In the December 23, 1969 issue of Billboard, it was announced that Shorter and Ashram Associates were producing a one nighter gospel show that was to feature Rev. James Cleveland, The Mighty Clouds of Joy, Shirley Caesar, Rev. Cleophus Robinson, Jessy Dixon and the Chicago Community Singers, and others.

He wrote the song "Don't Cry" which was released around 1970 or 1971 on the Lionel Records label. The singer was Gwen Simmons who would later become his wife.

==Return to the Seventh-day Adventist church==
Having returned to the church at some point during the 1970s, Shorter thought he could transform some rock and soul songs into gospel music, but he realized there couldn't be any compromise with worldly music. Having turned his back on the popular music industry, Shorter who had been acquainted to artists such as Janis Joplin, Jimi Hendrix etc., reflected on the scene he had left behind. He warned young people that there was absolutely nothing to that kind of life. Olga Soler was a woman who would end up working for Shorter in his restaurant. She was a former Hair cast member. She was auditioning for a part in an off-Broadway rock musical. Knowing that it wasn't a God friendly scene, Shorter was praying for her that she would leave it behind. Having heard nothing for a few weeks, she went to Tennessee with the intention of coming back in time to do some work for Batten Barton Durstine and Osborne, an advertising company. The day after she left, someone from the off Broadway musical contacted the restaurant to say that she had landed the lead role. Shorter never passed the info on to her, and later as a Christian she recounted this and said that she was glad he didn't, as she didn't know how things would have turned out.

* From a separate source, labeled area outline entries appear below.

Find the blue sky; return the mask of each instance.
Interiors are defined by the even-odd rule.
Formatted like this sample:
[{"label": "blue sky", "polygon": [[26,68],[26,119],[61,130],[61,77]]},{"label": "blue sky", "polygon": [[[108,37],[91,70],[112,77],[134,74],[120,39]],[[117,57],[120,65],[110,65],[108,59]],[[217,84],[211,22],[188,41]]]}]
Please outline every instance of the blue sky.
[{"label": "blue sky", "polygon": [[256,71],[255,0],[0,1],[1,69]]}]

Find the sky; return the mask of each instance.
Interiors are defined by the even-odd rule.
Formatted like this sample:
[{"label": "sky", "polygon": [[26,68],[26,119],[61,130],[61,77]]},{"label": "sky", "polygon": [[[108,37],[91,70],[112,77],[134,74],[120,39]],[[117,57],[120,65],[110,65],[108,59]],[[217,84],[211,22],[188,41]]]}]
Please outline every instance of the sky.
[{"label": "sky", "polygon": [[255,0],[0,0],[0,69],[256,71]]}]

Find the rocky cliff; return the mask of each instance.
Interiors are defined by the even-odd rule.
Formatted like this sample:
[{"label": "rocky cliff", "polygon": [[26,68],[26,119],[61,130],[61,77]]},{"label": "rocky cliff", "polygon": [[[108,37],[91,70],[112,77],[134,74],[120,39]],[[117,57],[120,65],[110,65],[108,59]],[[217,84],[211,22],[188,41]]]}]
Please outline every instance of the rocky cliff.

In the early 1970s, the Shorters ran a vegetarian health food store and restaurant called The Beautiful Way, which was located in New York's Greenwich Village. In 1973 they were speaking at Adventist conventions. As lay evangelists, they held a week of prayer and they spoke to young people at a Detroit Center church. They also performed some devotional songs.

After living in New York for 35 years, Shorter and his wife moved to Southern California where they published religious and health related material. He wrote the book Nine Months Pregnant; it is mainly about the ordination of women in the Adventist Church and looks at the possibility of the church being affected by the change.

==Publications==

List
| Title | Author | Release info | ISBN | Year | Notes |
|---|---|---|---|---|---|
| Shorter's Health Manual, Vegan Raw Recepies | Gwen & Rick Shorter | Homeward Publishing | ISBN 0938805169 | 2001 |  |
| Thy Nakedness, Lord What Shall I Wear | Gwen & Rick Shorter | Homeward Publishing | ISBN 0938805061 | 1993 |  |
| Jewelry, The Spiritualism Connection: Ornaments | Gwen & Rick Shorter | Homeward Publishing | ISBN 0938805185 | 1997 |  |
| Nine Months Pregnant--The Seventh-day Adventist Church: A Women's Ordination Allegory | Rick Shorter | Homeward Publishing | ISBN 978-0-938805-22-9 | 2015 |  |
| Seventh-Day Adventists Believe What? | Rick & Gwen Shorter | Homeward Publishing | ISBN 978-1-483586-40-3 | 2016 |  |

==Death==
Rick Shorter suffered a basilar artery stroke in August 2017, and died on September 1, 2017. His funeral was held at Central Filipino Seventh-day-Adventist Church in Los Angeles on September 10.